Nylander Johan A A, Ronquist Fredrik, Huelsenbeck John P, Nieves-Aldrey José Luis
Department of Systematic Zoology, Evolutionary Biology Centre, Uppsala University, Norbyvägen 18 D, SE-752 36 Uppsala, Sweden.
Syst Biol. 2004 Feb;53(1):47-67. doi: 10.1080/10635150490264699.
The recent development of Bayesian phylogenetic inference using Markov chain Monte Carlo (MCMC) techniques has facilitated the exploration of parameter-rich evolutionary models. At the same time, stochastic models have become more realistic (and complex) and have been extended to new types of data, such as morphology. Based on this foundation, we developed a Bayesian MCMC approach to the analysis of combined data sets and explored its utility in inferring relationships among gall wasps based on data from morphology and four genes (nuclear and mitochondrial, ribosomal and protein coding). Examined models range in complexity from those recognizing only a morphological and a molecular partition to those having complex substitution models with independent parameters for each gene. Bayesian MCMC analysis deals efficiently with complex models: convergence occurs faster and more predictably for complex models, mixing is adequate for all parameters even under very complex models, and the parameter update cycle is virtually unaffected by model partitioning across sites. Morphology contributed only 5% of the characters in the data set but nevertheless influenced the combined-data tree, supporting the utility of morphological data in multigene analyses. We used Bayesian criteria (Bayes factors) to show that process heterogeneity across data partitions is a significant model component, although not as important as among-site rate variation. More complex evolutionary models are associated with more topological uncertainty and less conflict between morphology and molecules. Bayes factors sometimes favor simpler models over considerably more parameter-rich models, but the best model overall is also the most complex and Bayes factors do not support exclusion of apparently weak parameters from this model. Thus, Bayes factors appear to be useful for selecting among complex models, but it is still unclear whether their use strikes a reasonable balance between model complexity and error in parameter estimates.
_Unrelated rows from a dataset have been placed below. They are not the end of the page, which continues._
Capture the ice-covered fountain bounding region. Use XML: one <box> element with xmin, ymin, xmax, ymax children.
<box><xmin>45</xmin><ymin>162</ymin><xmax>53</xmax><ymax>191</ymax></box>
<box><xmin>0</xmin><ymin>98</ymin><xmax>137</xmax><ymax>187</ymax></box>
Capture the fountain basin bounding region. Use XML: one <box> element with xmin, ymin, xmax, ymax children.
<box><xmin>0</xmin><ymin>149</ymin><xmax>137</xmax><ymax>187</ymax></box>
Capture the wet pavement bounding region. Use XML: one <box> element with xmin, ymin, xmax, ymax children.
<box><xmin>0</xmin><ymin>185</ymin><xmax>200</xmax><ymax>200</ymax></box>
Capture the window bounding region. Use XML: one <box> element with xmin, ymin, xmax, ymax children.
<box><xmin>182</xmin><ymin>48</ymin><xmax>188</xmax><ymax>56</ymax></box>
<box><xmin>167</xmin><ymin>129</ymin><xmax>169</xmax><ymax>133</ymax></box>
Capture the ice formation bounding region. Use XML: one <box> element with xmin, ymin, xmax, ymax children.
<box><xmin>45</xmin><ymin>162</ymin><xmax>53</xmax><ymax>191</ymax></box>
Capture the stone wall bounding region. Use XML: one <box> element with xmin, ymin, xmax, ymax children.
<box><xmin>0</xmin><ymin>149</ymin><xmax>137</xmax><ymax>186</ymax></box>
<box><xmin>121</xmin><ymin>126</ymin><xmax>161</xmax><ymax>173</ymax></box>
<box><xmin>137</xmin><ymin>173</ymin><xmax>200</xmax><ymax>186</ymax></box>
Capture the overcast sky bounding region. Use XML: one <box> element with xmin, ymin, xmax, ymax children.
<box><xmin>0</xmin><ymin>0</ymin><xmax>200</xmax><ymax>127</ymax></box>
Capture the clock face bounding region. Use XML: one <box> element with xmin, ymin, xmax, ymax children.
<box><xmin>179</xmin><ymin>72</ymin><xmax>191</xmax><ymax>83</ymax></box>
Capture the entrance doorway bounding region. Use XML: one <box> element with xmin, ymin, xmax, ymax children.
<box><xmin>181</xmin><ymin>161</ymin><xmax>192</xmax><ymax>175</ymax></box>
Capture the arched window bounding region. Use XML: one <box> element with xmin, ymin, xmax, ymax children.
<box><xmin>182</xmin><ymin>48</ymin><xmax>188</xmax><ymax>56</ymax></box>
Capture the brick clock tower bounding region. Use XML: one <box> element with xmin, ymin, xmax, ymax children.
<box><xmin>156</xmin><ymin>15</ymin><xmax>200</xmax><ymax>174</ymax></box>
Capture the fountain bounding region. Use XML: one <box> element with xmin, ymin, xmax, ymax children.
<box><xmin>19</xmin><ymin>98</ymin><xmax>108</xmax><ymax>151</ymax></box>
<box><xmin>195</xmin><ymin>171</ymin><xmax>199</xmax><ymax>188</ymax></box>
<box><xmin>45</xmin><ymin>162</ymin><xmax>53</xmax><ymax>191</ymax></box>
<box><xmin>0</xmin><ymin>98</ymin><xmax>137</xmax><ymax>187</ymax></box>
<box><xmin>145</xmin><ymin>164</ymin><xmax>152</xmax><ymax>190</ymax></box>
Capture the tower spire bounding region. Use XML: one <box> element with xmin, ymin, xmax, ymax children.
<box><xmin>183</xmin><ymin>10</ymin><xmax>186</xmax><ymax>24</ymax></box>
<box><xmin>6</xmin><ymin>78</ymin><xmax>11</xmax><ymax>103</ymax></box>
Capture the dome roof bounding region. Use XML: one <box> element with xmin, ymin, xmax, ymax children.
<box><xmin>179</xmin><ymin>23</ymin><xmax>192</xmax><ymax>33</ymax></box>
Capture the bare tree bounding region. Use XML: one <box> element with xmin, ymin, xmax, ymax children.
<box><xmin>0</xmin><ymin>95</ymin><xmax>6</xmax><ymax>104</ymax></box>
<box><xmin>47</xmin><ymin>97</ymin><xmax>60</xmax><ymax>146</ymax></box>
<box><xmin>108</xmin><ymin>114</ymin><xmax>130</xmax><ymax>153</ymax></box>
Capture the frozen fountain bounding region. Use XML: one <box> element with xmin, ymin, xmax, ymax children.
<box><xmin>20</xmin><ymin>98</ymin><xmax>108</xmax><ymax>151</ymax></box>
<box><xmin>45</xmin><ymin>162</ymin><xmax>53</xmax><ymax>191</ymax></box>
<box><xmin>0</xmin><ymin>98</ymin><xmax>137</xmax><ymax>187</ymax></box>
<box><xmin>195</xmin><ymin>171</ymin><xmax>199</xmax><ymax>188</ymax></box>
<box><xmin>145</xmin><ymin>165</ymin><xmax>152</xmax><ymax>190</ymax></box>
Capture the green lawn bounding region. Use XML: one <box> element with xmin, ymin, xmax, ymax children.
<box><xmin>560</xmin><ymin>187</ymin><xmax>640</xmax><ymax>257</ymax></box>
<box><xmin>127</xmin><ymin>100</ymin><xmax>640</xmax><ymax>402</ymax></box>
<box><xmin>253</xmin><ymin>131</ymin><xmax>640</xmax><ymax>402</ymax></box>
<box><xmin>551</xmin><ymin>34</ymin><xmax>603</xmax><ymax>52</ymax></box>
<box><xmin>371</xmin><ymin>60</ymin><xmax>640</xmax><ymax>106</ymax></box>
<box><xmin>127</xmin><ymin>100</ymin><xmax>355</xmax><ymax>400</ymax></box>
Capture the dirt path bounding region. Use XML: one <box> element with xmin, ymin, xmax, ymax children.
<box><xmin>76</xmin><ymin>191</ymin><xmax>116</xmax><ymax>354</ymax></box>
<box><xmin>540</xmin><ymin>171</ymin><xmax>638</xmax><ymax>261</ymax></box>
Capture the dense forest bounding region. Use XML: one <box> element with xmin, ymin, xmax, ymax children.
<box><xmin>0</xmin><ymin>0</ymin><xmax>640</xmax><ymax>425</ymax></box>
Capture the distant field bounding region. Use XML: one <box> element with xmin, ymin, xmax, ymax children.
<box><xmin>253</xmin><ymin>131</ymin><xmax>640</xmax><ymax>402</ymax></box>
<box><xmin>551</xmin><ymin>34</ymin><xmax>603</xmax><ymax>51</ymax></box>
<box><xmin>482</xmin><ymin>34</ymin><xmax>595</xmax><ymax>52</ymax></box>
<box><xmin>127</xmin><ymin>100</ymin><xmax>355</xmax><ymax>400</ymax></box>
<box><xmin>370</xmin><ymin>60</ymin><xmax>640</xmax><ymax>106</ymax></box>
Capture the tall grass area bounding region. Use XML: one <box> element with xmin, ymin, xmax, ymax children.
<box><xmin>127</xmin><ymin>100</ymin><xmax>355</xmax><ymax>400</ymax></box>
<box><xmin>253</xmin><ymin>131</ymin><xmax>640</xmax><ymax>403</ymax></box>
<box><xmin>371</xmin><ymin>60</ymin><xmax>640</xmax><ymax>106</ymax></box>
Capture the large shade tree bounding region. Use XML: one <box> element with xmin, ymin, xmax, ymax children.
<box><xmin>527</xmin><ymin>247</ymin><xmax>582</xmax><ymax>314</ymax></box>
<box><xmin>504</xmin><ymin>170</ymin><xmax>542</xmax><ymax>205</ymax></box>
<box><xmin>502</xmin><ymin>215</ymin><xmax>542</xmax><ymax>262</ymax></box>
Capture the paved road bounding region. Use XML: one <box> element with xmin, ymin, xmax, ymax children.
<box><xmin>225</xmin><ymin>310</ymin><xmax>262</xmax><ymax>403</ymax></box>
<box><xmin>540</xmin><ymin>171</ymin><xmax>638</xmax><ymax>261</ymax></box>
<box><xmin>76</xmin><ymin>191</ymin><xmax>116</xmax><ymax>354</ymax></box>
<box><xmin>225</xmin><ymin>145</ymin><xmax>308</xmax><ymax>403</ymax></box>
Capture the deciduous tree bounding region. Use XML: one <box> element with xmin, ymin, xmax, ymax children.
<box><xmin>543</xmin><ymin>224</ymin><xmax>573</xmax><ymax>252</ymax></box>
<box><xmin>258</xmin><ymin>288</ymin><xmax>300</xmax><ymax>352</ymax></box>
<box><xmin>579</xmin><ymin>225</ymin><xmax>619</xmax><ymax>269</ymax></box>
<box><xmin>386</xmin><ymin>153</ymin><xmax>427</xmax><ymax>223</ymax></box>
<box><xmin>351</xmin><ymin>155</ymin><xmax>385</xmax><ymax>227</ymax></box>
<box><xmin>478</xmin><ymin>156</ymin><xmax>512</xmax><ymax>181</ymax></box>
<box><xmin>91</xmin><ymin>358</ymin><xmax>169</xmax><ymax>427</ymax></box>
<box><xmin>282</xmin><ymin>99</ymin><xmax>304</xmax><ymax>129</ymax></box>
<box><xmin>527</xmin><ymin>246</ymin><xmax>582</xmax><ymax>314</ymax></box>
近期利用马尔可夫链蒙特卡罗(MCMC)技术进行的贝叶斯系统发育推断发展,推动了对参数丰富的进化模型的探索。与此同时,随机模型变得更加现实(且复杂),并已扩展到新的数据类型,如形态学数据。基于此基础,我们开发了一种用于分析组合数据集的贝叶斯MCMC方法,并基于形态学数据和四个基因(核基因和线粒体基因、核糖体基因和蛋白质编码基因)的数据,探索了其在推断瘿蜂科昆虫间关系方面的效用。所检验的模型复杂度各异,从仅识别形态学和分子分区的模型到为每个基因设置独立参数的复杂替代模型。贝叶斯MCMC分析能有效处理复杂模型:对于复杂模型,收敛更快且更可预测,即使在非常复杂的模型下,所有参数的混合也足够充分,并且参数更新周期几乎不受跨位点模型划分的影响。形态学仅占数据集中字符的5%,但仍影响了组合数据树,支持了形态学数据在多基因分析中的效用。我们使用贝叶斯准则(贝叶斯因子)表明,数据分区间的过程异质性是一个重要的模型组成部分,尽管不如位点间速率变化那么重要。更复杂的进化模型与更多的拓扑不确定性以及形态学和分子间更少的冲突相关联。贝叶斯因子有时更青睐简单模型而非参数丰富得多的模型,但总体上最佳模型也是最复杂的,且贝叶斯因子不支持从该模型中排除明显较弱的参数。因此,贝叶斯因子似乎有助于在复杂模型中进行选择,但仍不清楚其使用是否在模型复杂度和参数估计误差之间达成了合理的平衡。